Sınn Féın representatives Paul Maskey (above), Gerry Adams, Alex Maskey, and Martin McGuinness are photoshopped into these coffee-themed, Irish-language puns outside the ‘Falls Rolls’ bakery: Ár tae will come, Tıocfaıgh [sic] ár látte, Al cappuchino, and Mocha-ra.
A week before he was assassinated and his government overthrown, Burkina Faso president Thomas Sankara asserted: “While revolutionaries as individuals can be murdered, you cannot kill ideas.” Sankara gained power of Burkina Faso (then Upper Volta) in a 1983 coup and launched an ambitious programme of literacy, feminism, public health, and agricultural self-sufficiency, in addition to launching a drive against corruption and of nationalizing natural resources. He attempted this all without the assistance of foreign aid or the IMF or World Bank. However, he wielded power outside the jurisdiction of the courts and controlled the press. He and twelve colleagues were killed in October 1987.
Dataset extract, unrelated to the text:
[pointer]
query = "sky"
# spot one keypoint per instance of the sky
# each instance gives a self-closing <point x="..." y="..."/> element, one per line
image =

INLA hunger-striker Kevin Lynch has been returned (see 2006) to the gable wall he previously adorned after making way for Marian Price, Political Hostage from 2012 to 2014.
For a second year, Free Derry Corner is painted yellow as part of “Paul’s Campaign” for “Sarcoma awareness” – named after Paul Coyle who died of the disease at age 26 in 2011.
In the bottom left is a short poem: “Wear the colour yellow/Wear it proudly on your breast/Brightly show the bystanders/Our campaign it will not rest//Our fight is to highlight a disease/So harmful and so vile/To ignore it is to encourage it/To rid our face of smiles//So brightly wear that yellow/Don’t turn your face away/Raise awareness of sarcoma/Consign it to yesterday!”
Patrick Pearse urges Bogside passers-by to “Sign the petition” for “One Ireland, One Vote” (Pensive Quill) from the 1916societies.com [1916societies.ie]
Englishman Clive Dutton was an urban planner who was best known for work in Birmingham, London (Newham), and Belfast. He produced “The Dutton Report” (pdf) in 2004 and “The Big Plan” (pdf) (the cover of which is pictured in the mural) in 2013. In them, he proposed and then updated a plan to tackle economic deprivation in west Belfast by the creation of a ‘Gaeltacht Quarter’ or ‘Ceathrú Gaeltachta’. He died on June 8th at the age of 62 and the mural above has been painted in remembrance.
A 32-County Sovereignty Movement (web) tarp reading “Oppose British political policing” has been added below and partly on top of some lettering reading “RIC – RUC – PSNI”, “RUC -> Collusion covered up by PSNI” on a whitewashed panel that sat empty for weeks. It would seem that the original plans for this piece did not materialise and the tarp is a substitute.